Muy temprano una mañana, cerca de la 1:30 de la madrugada, me desperté de repente con una inusual sensación en el costado y la parte baja de la espalda. Enseguida sentí un dolor intenso, y me costaba mucho respirar. Mis jadeos y movimientos bruscos para encontrar una posición cómoda despertaron a mi esposa, que me preguntó si quería su ayuda mediante la oración. Le indiqué que sí, mientras rodaba de la cama al suelo, buscando comodidad en una superficie más firme.
Me sobrevino un profundo temor y fui tentado a dejar que se apropiara de mi pensamiento. Cuando me di cuenta de que tenía una gran curiosidad de saber cuál era el problema en lugar de rechazarlo como una sugestión completamente falsa, pude alejar rápidamente mi pensamiento de los síntomas y comenzar a darme un tratamiento de la Ciencia Cristiana. Yo sabía que el hombre es una idea espiritual creada por Dios y que está gobernado absolutamente por la ley divina. Silenciosamente declaré que por ser el reflejo de Dios, yo era inmortal, perfecto, y no estaba sujeto a las leyes mortales sobre la salud y el cuerpo.

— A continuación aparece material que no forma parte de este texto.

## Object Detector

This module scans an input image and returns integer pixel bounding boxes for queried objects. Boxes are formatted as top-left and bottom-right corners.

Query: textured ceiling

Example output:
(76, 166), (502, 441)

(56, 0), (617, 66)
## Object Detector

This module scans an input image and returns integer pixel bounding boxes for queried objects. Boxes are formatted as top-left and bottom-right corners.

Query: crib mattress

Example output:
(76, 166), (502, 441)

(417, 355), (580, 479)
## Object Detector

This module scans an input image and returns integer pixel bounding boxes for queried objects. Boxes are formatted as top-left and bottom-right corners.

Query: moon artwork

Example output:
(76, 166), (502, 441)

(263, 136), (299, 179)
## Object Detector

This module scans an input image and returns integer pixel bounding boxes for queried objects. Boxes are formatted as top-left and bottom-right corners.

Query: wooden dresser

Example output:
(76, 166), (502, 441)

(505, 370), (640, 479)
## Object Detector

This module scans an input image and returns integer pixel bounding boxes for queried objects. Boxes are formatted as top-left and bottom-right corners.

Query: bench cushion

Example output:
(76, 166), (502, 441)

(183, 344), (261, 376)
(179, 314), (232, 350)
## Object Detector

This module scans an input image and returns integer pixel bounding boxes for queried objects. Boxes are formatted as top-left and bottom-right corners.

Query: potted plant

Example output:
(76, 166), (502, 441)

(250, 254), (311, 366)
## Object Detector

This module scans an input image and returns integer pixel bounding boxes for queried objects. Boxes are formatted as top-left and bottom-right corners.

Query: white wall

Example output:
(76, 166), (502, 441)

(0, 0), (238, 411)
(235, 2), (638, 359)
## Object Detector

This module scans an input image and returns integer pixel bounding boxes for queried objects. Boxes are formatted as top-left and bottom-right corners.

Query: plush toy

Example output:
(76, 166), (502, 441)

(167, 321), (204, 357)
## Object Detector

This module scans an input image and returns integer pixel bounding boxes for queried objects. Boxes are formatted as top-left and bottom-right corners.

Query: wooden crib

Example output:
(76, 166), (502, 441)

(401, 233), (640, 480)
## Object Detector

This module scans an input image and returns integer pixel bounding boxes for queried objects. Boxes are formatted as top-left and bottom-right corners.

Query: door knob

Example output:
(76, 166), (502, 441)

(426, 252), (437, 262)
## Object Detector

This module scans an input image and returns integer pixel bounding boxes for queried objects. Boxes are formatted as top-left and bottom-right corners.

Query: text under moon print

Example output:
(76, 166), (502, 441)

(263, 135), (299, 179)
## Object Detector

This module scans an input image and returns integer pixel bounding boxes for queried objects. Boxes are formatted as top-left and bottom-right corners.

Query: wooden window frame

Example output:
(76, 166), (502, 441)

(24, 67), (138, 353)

Al buscar mi libertad reconociendo la verdad sobre mí mismo, comencé a negar en voz alta toda sugestión de que la idea de Dios, el hombre, pudiera ser vulnerable a un ataque. Invertí con firmeza el cuadro que me presentaba como un mortal enfermizo, recordándome que no estaba hecho de materia, y que Dios no estaba ausente en ese mismo momento, o alguna vez.